第36章 ☆、白露為霜(四)

“衛幽色……”為霜坐在石頭上,用針剔着草珠子裏的草。

衛幽色坐在不遠處的石頭上,正用手撥弄着手裏的草。

他們日夜兼程,再有三日便可到秦國的府城,也就是傳聞中富庶繁華的京城了,因此,兩人才松了一口氣。

“心肝兒有何吩咐?”

為霜往草珠子裏吹了一口氣,皮笑肉不笑地道:“別老心肝兒,心肝兒,喊得這麽親熱,指不定心裏是怎麽想的呢!”

衛幽色一邊裝作不經意地撩起衣袖,看向手腕上歪歪扭扭的兩個字,一邊苦笑道:“看來心肝兒已忘了當初是怎麽一邊刻着我的名字,一邊讓我喊你‘小心肝兒’的?”

“你胡說什麽!”為霜怒道,手中的草珠子也應聲而碎。

她明明只刻了名字,何曾說過這些胡話!她蔚為霜縱是醉了,酒品也好過旁人。衛幽色這混蛋,又冤枉她!

為霜正想罵人的時候,才如夢驚醒。

她又被衛幽色這厮給坑了,她差點忘了正經事!為霜拍了拍自己的額頭。

“本姑娘有事問你。”為霜道。

衛幽色眼波流轉,道:“但有所問,無所不答。”

“你為何不肯走?還喚我心肝兒。”

“自然是為了魚 水之歡。
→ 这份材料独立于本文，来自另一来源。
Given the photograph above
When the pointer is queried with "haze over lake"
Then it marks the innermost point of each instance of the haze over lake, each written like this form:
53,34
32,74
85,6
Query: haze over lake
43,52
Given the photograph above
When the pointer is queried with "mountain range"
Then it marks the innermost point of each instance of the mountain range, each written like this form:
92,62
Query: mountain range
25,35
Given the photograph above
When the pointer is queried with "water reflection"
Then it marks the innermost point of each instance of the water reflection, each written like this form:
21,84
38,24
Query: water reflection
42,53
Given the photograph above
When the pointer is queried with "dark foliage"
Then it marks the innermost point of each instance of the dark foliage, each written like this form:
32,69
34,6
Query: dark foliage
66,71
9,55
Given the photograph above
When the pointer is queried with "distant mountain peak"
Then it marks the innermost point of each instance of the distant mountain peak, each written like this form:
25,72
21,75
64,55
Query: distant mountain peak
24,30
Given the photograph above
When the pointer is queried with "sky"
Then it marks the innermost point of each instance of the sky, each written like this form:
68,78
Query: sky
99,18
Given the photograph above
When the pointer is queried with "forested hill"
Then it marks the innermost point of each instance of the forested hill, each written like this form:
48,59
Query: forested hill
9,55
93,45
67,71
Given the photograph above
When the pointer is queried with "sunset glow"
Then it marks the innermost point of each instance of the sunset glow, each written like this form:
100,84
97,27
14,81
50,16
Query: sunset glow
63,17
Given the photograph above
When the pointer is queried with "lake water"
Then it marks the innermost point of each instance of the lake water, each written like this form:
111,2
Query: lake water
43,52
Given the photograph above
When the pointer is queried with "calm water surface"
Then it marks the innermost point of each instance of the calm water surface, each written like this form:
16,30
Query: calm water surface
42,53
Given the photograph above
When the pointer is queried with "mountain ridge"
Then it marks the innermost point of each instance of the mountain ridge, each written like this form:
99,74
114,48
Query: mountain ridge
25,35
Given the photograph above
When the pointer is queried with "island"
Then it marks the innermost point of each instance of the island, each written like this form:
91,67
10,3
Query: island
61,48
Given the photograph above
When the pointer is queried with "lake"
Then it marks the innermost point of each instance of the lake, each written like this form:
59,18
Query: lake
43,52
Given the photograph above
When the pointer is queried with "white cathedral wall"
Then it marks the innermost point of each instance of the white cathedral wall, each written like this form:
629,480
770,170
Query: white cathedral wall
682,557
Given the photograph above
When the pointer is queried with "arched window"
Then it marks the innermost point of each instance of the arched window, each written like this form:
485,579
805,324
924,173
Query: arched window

”衛幽色緩緩道。

為霜未曾想過衛幽色竟如此輕佻,她正欲張嘴罵人的時候,衛幽色又緩緩開了口,道:“食色性也,衛某也只是常人而已,何況這話,不是蔚姑娘自個兒想聽的嗎?”

為霜發覺自己居然啞口無言,的确是她開口問的衛幽色,但衛幽色這個混蛋……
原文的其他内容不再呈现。